Currently, Bitcoin’s price has surged to $69,523, following the latest CPI report indicating a slowdown in inflation, which might suggest a strengthening of its position as a store of value.
This report was also reflected positively in gold’s price as the asset could see a 0.91% surge over the past 24 hours with a current trading price of $2,336.
Effects of Treasury Yield Correlations on Bitcoin
Meanwhile, according to the latest data reported by Barchart, the Bitcoin (BTC) price has lost its correlation with the 10-year U.S. Treasury (UST) bond yield as the correlation has dropped to its lowest level over the last 14 years, equaling -53.

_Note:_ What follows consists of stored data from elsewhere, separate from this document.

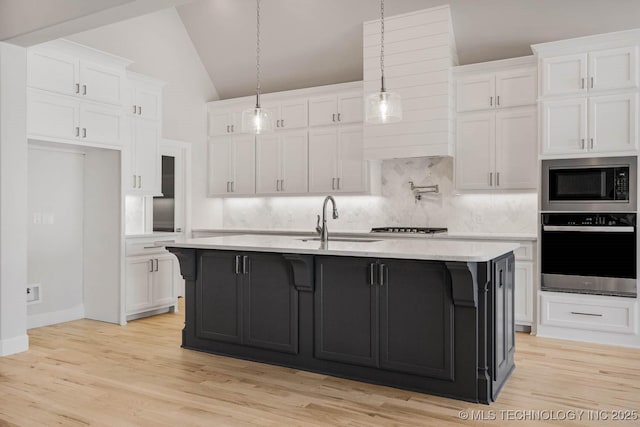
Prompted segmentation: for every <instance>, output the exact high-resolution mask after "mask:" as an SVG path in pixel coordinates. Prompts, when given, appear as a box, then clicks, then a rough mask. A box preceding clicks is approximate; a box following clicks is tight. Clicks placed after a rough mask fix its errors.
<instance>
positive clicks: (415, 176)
mask: <svg viewBox="0 0 640 427" xmlns="http://www.w3.org/2000/svg"><path fill="white" fill-rule="evenodd" d="M409 181H414V182H415V184H416V185H432V184H438V185H439V186H440V191H441V194H438V195H425V196H424V198H423V200H421V201H416V200H415V199H414V197H413V194H412V192H411V190H410V188H409V184H408V182H409ZM335 199H336V202H337V205H338V211H339V214H340V218H338V219H337V220H331V219H330V220H329V230H353V231H369V229H370V228H371V227H377V226H392V225H395V226H412V227H448V228H449V230H450V232H458V233H475V232H478V233H483V232H484V233H530V234H535V233H536V227H537V195H536V193H535V192H528V193H485V194H477V193H476V194H460V195H456V194H454V190H453V159H452V158H416V159H395V160H386V161H384V162H383V163H382V192H381V195H380V196H340V195H337V196H335ZM322 200H323V197H322V196H317V197H273V198H247V199H231V198H230V199H225V201H224V214H223V217H224V221H223V223H224V227H228V228H243V229H245V228H249V229H289V230H307V231H312V230H313V229H314V227H315V225H316V215H317V214H321V213H322Z"/></svg>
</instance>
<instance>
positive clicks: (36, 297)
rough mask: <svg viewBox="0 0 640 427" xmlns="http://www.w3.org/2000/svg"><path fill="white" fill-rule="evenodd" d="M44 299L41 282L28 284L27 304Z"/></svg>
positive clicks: (30, 303)
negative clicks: (40, 286)
mask: <svg viewBox="0 0 640 427" xmlns="http://www.w3.org/2000/svg"><path fill="white" fill-rule="evenodd" d="M41 300H42V294H41V293H40V284H39V283H35V284H31V285H29V286H27V304H34V303H37V302H40V301H41Z"/></svg>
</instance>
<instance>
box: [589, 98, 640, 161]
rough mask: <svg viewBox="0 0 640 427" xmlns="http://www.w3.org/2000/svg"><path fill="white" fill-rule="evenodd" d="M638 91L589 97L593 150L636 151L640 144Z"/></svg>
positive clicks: (591, 132) (607, 151) (590, 123)
mask: <svg viewBox="0 0 640 427" xmlns="http://www.w3.org/2000/svg"><path fill="white" fill-rule="evenodd" d="M637 96H638V95H637V94H635V93H625V94H620V95H611V96H592V97H590V98H589V149H590V150H592V151H594V152H598V153H605V152H612V151H633V152H635V150H636V147H637V134H636V132H637V129H636V123H637V121H638V117H637V115H638V111H637Z"/></svg>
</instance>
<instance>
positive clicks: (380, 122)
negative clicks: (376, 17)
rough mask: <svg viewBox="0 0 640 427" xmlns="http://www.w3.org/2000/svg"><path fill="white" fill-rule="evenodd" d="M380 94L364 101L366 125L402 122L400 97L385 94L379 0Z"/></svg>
mask: <svg viewBox="0 0 640 427" xmlns="http://www.w3.org/2000/svg"><path fill="white" fill-rule="evenodd" d="M380 76H381V79H380V82H381V88H380V92H376V93H372V94H369V95H368V96H367V98H366V99H365V120H366V122H367V123H392V122H398V121H400V120H402V104H401V100H400V95H398V94H397V93H394V92H387V88H386V87H385V82H384V0H380Z"/></svg>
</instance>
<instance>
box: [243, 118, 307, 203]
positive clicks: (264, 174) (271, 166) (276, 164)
mask: <svg viewBox="0 0 640 427" xmlns="http://www.w3.org/2000/svg"><path fill="white" fill-rule="evenodd" d="M307 161H308V144H307V131H306V130H303V131H291V132H282V133H277V134H271V135H258V136H257V137H256V193H258V194H297V193H306V192H307V179H308V177H307V170H308V169H307Z"/></svg>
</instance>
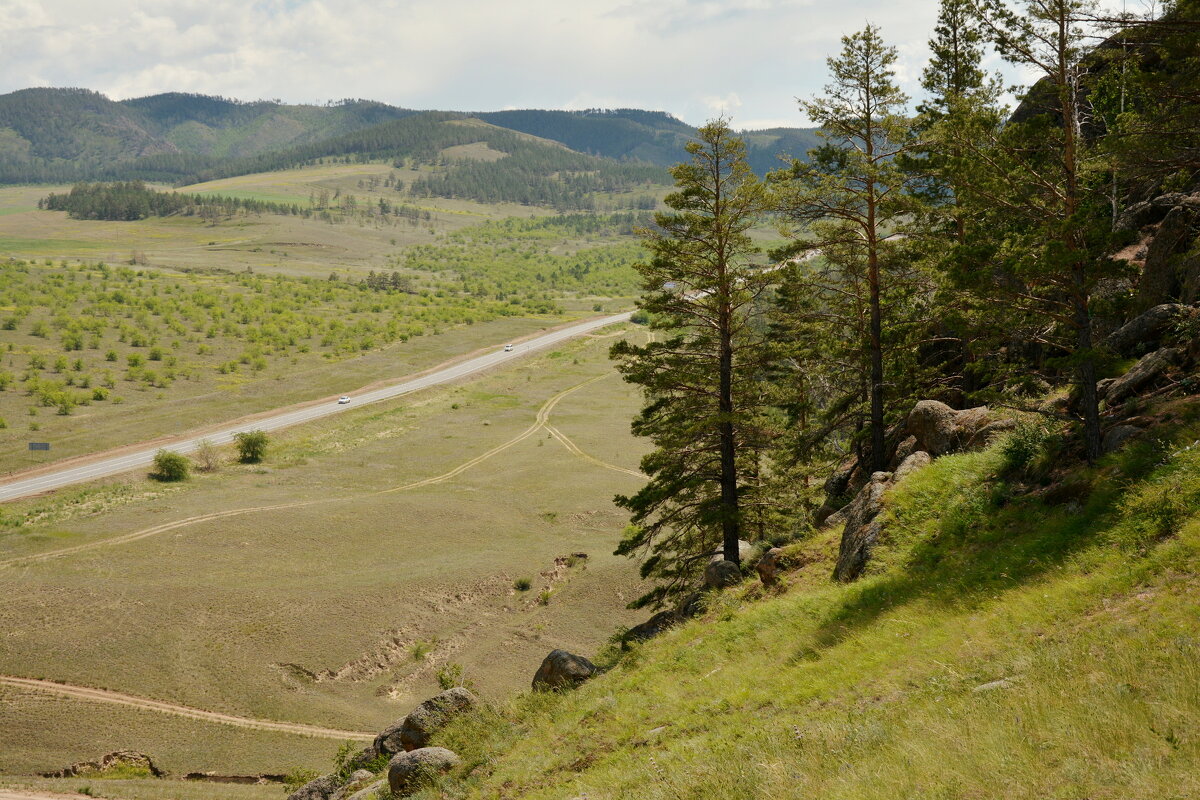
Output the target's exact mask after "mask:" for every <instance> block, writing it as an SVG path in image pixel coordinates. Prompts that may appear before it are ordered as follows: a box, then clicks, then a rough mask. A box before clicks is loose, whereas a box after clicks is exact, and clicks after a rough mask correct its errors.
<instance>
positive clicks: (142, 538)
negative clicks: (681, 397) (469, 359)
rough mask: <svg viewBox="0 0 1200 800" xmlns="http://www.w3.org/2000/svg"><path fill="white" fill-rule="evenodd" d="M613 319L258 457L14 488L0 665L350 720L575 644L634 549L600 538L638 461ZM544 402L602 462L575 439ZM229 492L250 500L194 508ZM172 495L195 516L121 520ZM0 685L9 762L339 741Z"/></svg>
mask: <svg viewBox="0 0 1200 800" xmlns="http://www.w3.org/2000/svg"><path fill="white" fill-rule="evenodd" d="M611 342H612V337H611V336H598V337H593V338H588V339H584V341H581V342H577V343H572V344H570V345H566V347H564V348H562V349H560V350H558V351H554V353H550V354H545V355H540V356H536V357H533V359H529V360H526V361H522V362H520V365H518V366H515V367H514V368H511V369H509V371H505V372H503V373H493V374H490V375H487V377H485V378H481V379H479V380H476V381H472V383H470V384H467V385H463V386H458V387H454V389H442V390H434V391H430V392H424V393H421V395H419V396H415V397H409V398H406V399H404V401H403V402H398V403H394V404H384V405H379V407H372V408H362V409H359V410H356V411H354V413H352V414H348V415H341V416H338V417H337V420H336V421H329V422H322V423H317V425H313V426H307V427H304V428H298V429H294V431H292V432H289V433H287V434H286V435H283V437H281V438H280V439H278V440H276V441H275V443H274V444H272V450H271V453H270V456H269V458H268V462H266V463H265V464H264V465H258V467H250V465H232V464H230V465H227V467H224V468H223V469H221V470H220V471H217V473H212V474H203V475H198V476H196V477H193V479H192V480H191V481H188V482H187V483H186V485H182V486H169V487H167V486H155V485H150V483H146V482H140V483H139V482H134V483H132V485H131V483H128V482H121V481H113V482H109V483H107V485H102V486H97V487H90V488H86V489H78V491H74V492H66V493H62V494H60V495H54V497H50V498H44V499H34V500H25V501H20V503H17V504H10V505H8V506H6V507H5V510H4V513H5V516H6V519H8V521H12V522H16V523H17V524H10V525H6V527H4V528H2V533H0V553H4V555H5V560H4V561H2V566H0V597H2V600H0V630H4V631H5V632H6V634H5V636H6V642H5V648H2V649H0V674H5V675H19V676H30V678H44V679H49V680H54V681H61V682H66V684H72V685H83V686H95V687H102V688H107V690H112V691H119V692H124V693H127V694H133V696H137V697H149V698H156V699H163V700H169V702H170V703H175V704H181V705H188V706H193V708H200V709H205V710H212V711H222V712H227V714H233V715H238V716H246V717H254V718H264V720H282V721H289V722H305V723H311V724H318V726H325V727H334V728H341V729H347V730H367V732H370V730H376V729H378V728H380V727H382V726H384V724H386V723H388V722H390V721H391V720H394V718H396V717H398V716H402V715H403V714H404V712H407V711H408V709H410V708H412V706H413V705H414V704H415V703H416V702H419V700H420V699H422V698H424V697H426V696H428V694H431V693H433V692H436V691H437V686H438V681H437V678H438V672H439V669H445V668H448V666H449V664H458V666H460V667H461V668H462V674H463V675H464V676H466V680H468V681H469V682H470V684H472V685H474V686H475V687H478V688H479V691H480V692H482V693H484V694H485V696H487V697H496V698H498V697H500V696H503V694H505V693H508V692H511V691H512V690H516V688H521V687H523V686H526V685H527V684H528V681H529V679H530V678H532V675H533V670H534V669H535V668H536V666H538V663H539V662H540V660H541V657H542V656H544V655H545V654H546V652H547V651H548V650H551V649H553V648H556V646H565V648H568V649H571V650H578V651H593V650H595V649H596V648H599V646H600V645H601V644H602V643H604V642H605V640H606V639H607V637H608V636H610V634H611V633H612V632H613V630H614V627H616V626H618V625H622V624H630V622H634V621H637V619H636V618H637V616H638V615H637V614H636V613H632V612H628V610H625V609H624V606H625V603H626V602H629V600H631V599H632V597H635V596H636V594H637V591H638V587H637V583H638V582H637V578H636V569H635V565H632V564H631V563H629V561H628V560H625V559H618V558H616V557H612V555H611V552H612V549H613V547H614V545H616V542H617V539H618V537H619V534H620V529H622V527H623V524H624V518H623V516H622V515H620V513H619V512H618V510H617V509H614V507H613V506H612V503H611V499H612V495H613V494H614V493H617V492H628V491H630V489H631V488H632V487H636V485H637V481H638V480H640V479H637V477H636V476H632V475H630V474H629V471H628V470H632V469H636V463H637V452H638V445H637V444H636V443H635V441H634V440H632V439H631V438H630V437H629V434H628V420H629V417H630V415H631V413H632V411H634V409H635V408H636V405H637V397H636V392H635V390H632V389H631V387H629V386H628V385H625V384H623V383H622V381H620V380H619V378H617V377H616V374H614V373H613V372H612V367H611V366H610V365H608V362H607V360H606V350H607V347H608V345H610V344H611ZM539 411H541V415H540V416H539ZM544 421H545V422H548V423H551V425H553V426H554V428H556V429H557V431H558V432H560V433H562V434H563V435H565V437H568V438H569V439H570V440H571V441H574V443H575V444H576V445H577V446H578V447H581V449H584V450H587V449H589V447H596V451H595V453H594V455H593V458H598V459H600V461H607V459H612V461H613V463H612V464H610V465H605V464H600V463H596V461H593V459H588V458H582V457H580V456H577V455H575V453H572V452H570V451H569V450H566V449H565V447H564V446H563V445H562V444H560V443H559V441H558V440H556V439H554V438H553V434H552V433H550V432H548V431H547V429H546V427H544V426H542V422H544ZM622 441H624V443H625V446H620V443H622ZM604 443H607V445H606V446H600V445H604ZM481 456H482V457H484V458H480V457H481ZM462 467H466V469H461V470H460V468H462ZM623 470H624V471H623ZM439 477H442V479H443V480H437V481H434V482H427V479H439ZM422 482H424V485H419V486H413V485H414V483H422ZM406 487H410V488H406ZM236 509H262V510H258V511H247V512H246V513H240V515H239V513H234V515H232V516H228V515H227V516H221V517H216V518H205V517H209V516H210V515H212V513H214V512H229V511H232V510H236ZM181 519H194V521H193V522H192V523H188V524H184V525H181V527H178V528H174V529H172V530H169V531H166V533H162V534H160V535H154V536H145V537H142V539H136V540H131V541H124V537H126V536H127V535H128V534H131V533H137V531H139V530H145V529H149V528H154V527H156V525H161V524H162V523H167V522H172V521H181ZM118 537H122V540H121V541H118V542H116V543H109V540H115V539H118ZM79 545H88V546H91V547H90V549H83V551H79V552H76V553H73V554H70V555H64V557H61V558H54V557H53V554H54V552H55V551H59V549H64V548H66V547H77V546H79ZM574 553H586V554H587V558H580V557H576V558H574V559H570V561H568V560H566V558H565V557H570V555H571V554H574ZM46 555H50V558H44V559H43V560H37V558H34V559H30V558H28V557H46ZM14 559H16V560H14ZM556 559H558V561H557V563H556ZM518 578H529V579H530V583H532V588H530V590H528V591H517V590H516V589H514V584H515V583H516V581H517V579H518ZM542 593H548V594H547V595H546V596H545V597H541V596H542ZM455 668H457V667H455ZM0 696H2V697H4V700H5V702H4V703H2V704H0V730H4V734H2V738H4V742H2V745H4V746H0V752H2V753H4V756H2V757H0V759H2V763H0V771H4V772H29V771H36V770H46V769H55V768H59V766H62V765H64V764H66V763H70V762H72V760H76V759H80V758H85V757H95V756H97V754H100V753H102V752H107V751H108V750H114V748H118V747H126V746H134V745H137V747H138V748H140V750H144V751H145V752H149V753H151V756H152V757H154V758H155V759H156V760H157V762H160V763H161V764H162V765H163V768H164V769H167V770H169V771H172V772H182V771H192V770H217V771H221V772H270V771H275V772H280V771H286V770H287V769H290V768H294V766H317V768H319V766H322V765H323V764H324V763H326V762H328V759H329V758H330V757H331V753H332V751H334V750H335V748H336V746H337V744H338V742H336V741H329V740H313V739H306V738H302V736H288V735H282V734H276V733H259V732H252V730H240V729H236V728H230V727H227V726H221V724H214V723H206V722H194V721H190V720H179V718H174V717H170V716H167V715H156V714H152V712H148V711H140V710H130V709H124V708H121V706H112V705H104V704H101V703H95V702H84V700H78V702H76V700H58V699H53V700H52V699H49V698H47V697H46V696H38V694H37V693H36V692H29V691H24V690H14V688H8V687H0Z"/></svg>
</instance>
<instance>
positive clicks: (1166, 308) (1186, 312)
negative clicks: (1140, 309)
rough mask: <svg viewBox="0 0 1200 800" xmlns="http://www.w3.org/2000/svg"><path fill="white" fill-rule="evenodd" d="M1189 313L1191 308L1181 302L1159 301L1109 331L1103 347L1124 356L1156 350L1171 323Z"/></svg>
mask: <svg viewBox="0 0 1200 800" xmlns="http://www.w3.org/2000/svg"><path fill="white" fill-rule="evenodd" d="M1190 313H1194V312H1193V309H1192V308H1188V307H1187V306H1184V305H1182V303H1177V302H1164V303H1159V305H1157V306H1154V307H1153V308H1150V309H1148V311H1145V312H1142V313H1140V314H1138V315H1136V317H1134V318H1133V319H1130V320H1129V321H1128V323H1126V324H1124V325H1122V326H1121V327H1118V329H1117V330H1115V331H1112V332H1111V333H1109V336H1108V338H1105V339H1104V347H1106V348H1108V349H1110V350H1112V351H1114V353H1116V354H1118V355H1123V356H1126V357H1130V356H1135V355H1138V356H1140V355H1142V354H1145V353H1148V351H1151V350H1157V349H1158V345H1159V343H1160V342H1162V341H1163V335H1164V333H1166V332H1168V331H1169V330H1170V326H1171V324H1172V323H1175V321H1176V320H1177V319H1180V318H1181V317H1183V315H1186V314H1190Z"/></svg>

The split signifies that BTC is now progressing independently, without the market being swayed by conventional fiscal instruments such as the yield on S Treasury bonds. This metric determines investor yields in government securities.
This could suggest that Bitcoin is anchored more loosely to traditional financial systems, which could be the beginning of its evolution into a pluck of its unique asset class.
If Bitcoin continues to decouple from these traditional financial metrics, it could greatly enhance its case for being a better non-traditional hedge against fiscal instability.
However, the common limitations of Bitcoin and gold as stores of value, Timmer acknowledges, are based on economic conditions that are yet to play out, especially where the money supply and inflation are concerned.